While bloating can be uncomfortable, it is usually temporary and will subside on its own in time. However, bloating can be caused by something more serious. Read on to see if the type of bloating you frequently experience warrants a visit to the doctor.
Symptoms of bloating
Common symptoms of bloating include stomach pain, discomfort and gas. You may also burp or belch frequently or have abdominal rumbling. Severe bloating may occur along with other serious symptoms, such as:
- Blood in your stool
- Noticeable weight loss (without trying)
- Vaginal bleeding (between your periods, or if you are postmenopausal)
- Heartburn that is getting worse
- Fever (due to an infection)
If you have any of these symptoms along with bloating, call your family doctor.
Causes of bloating
- Swallowing air (this can happen when you chew gum, smoke, or eat too fast)
- Reflux (GERD)
- Weight gain
- Menstruation (in some women)
Other causes could include medical conditions, such as:
- Inflammation (such as a condition called diverticulitis)
- Irritable bowel syndrome
- Pelvic inflammatory disease (PID)
- Liver disease (abnormal buildup of fluid in your stomach or pelvis)
- Crohn’s disease
- Blockage in your bowel or bladder
- Cancer (ovarian, uterine, colon, pancreatic, or stomach)
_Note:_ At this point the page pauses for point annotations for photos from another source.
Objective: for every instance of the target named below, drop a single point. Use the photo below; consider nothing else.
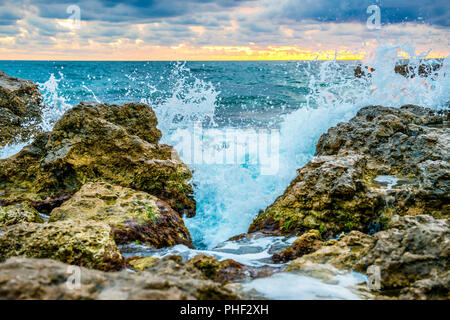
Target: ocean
(244, 128)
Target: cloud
(197, 27)
(392, 11)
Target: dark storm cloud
(392, 11)
(134, 10)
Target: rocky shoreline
(374, 197)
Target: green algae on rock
(337, 190)
(219, 271)
(83, 243)
(412, 257)
(113, 143)
(25, 278)
(133, 215)
(20, 110)
(18, 213)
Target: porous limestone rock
(133, 215)
(20, 110)
(83, 243)
(18, 213)
(338, 189)
(25, 278)
(306, 243)
(91, 142)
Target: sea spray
(229, 196)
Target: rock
(412, 255)
(406, 70)
(133, 215)
(306, 243)
(433, 288)
(342, 254)
(220, 271)
(113, 143)
(20, 109)
(84, 243)
(337, 191)
(18, 213)
(44, 279)
(328, 194)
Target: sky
(218, 29)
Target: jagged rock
(113, 143)
(18, 213)
(342, 254)
(406, 70)
(20, 109)
(220, 271)
(411, 255)
(328, 194)
(338, 189)
(22, 278)
(84, 243)
(306, 243)
(141, 264)
(133, 215)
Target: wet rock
(406, 70)
(336, 191)
(411, 255)
(133, 215)
(306, 243)
(18, 213)
(220, 271)
(20, 109)
(342, 254)
(83, 243)
(328, 194)
(141, 264)
(22, 278)
(114, 143)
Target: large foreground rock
(22, 278)
(91, 142)
(83, 243)
(133, 215)
(412, 257)
(341, 190)
(18, 213)
(20, 109)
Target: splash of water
(55, 103)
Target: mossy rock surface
(44, 279)
(337, 191)
(133, 215)
(20, 110)
(84, 243)
(306, 243)
(18, 213)
(93, 142)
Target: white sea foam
(289, 286)
(229, 196)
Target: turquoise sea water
(289, 104)
(267, 115)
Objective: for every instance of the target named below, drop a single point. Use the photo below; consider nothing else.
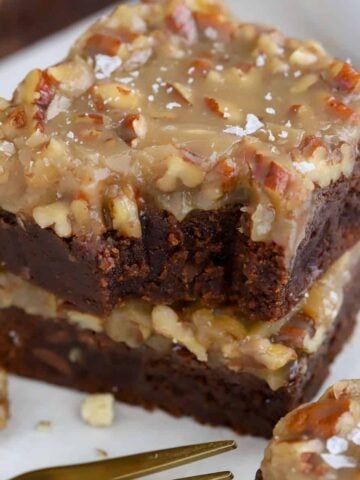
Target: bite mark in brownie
(232, 206)
(203, 257)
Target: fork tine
(144, 464)
(134, 466)
(211, 476)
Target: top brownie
(178, 154)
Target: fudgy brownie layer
(54, 351)
(203, 257)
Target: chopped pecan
(16, 118)
(103, 43)
(348, 79)
(318, 420)
(133, 128)
(339, 109)
(180, 20)
(277, 179)
(114, 95)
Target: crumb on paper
(4, 402)
(98, 410)
(102, 454)
(43, 426)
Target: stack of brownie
(180, 207)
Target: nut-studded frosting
(319, 441)
(176, 103)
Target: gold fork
(136, 466)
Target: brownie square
(179, 155)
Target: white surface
(22, 448)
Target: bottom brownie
(56, 352)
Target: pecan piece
(347, 79)
(339, 109)
(133, 129)
(277, 179)
(180, 20)
(103, 43)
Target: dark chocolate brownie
(203, 257)
(169, 174)
(43, 348)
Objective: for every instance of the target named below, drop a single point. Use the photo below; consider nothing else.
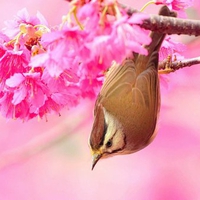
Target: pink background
(51, 160)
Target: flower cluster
(43, 68)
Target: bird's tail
(141, 61)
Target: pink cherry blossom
(171, 48)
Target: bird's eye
(109, 144)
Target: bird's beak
(96, 157)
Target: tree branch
(168, 66)
(168, 25)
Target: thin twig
(166, 66)
(168, 25)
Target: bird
(127, 107)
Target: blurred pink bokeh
(51, 160)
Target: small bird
(127, 106)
- Mental health factors, such as anxiety or depression
- Some medicines
Bye Bye Bloat (dietary related)
The best way to relieve bloating is to prevent its occurence. As dietary triggers are often the cause of bloating, knowing which foods you are most sensitive to is vital to avoid bloating. Reducing your intake of salt, carbonated beverages and fatty foods can play a big part in preventing stomach bloating.
If bloating is a regular, persistent issue even after following the tips above, consult your doctor. There may be a larger medical concern in your digestive system. Overall, watch what you eat and do your best to maintain a happy, healthy lifestyle and you’ll be bloat-free in no time.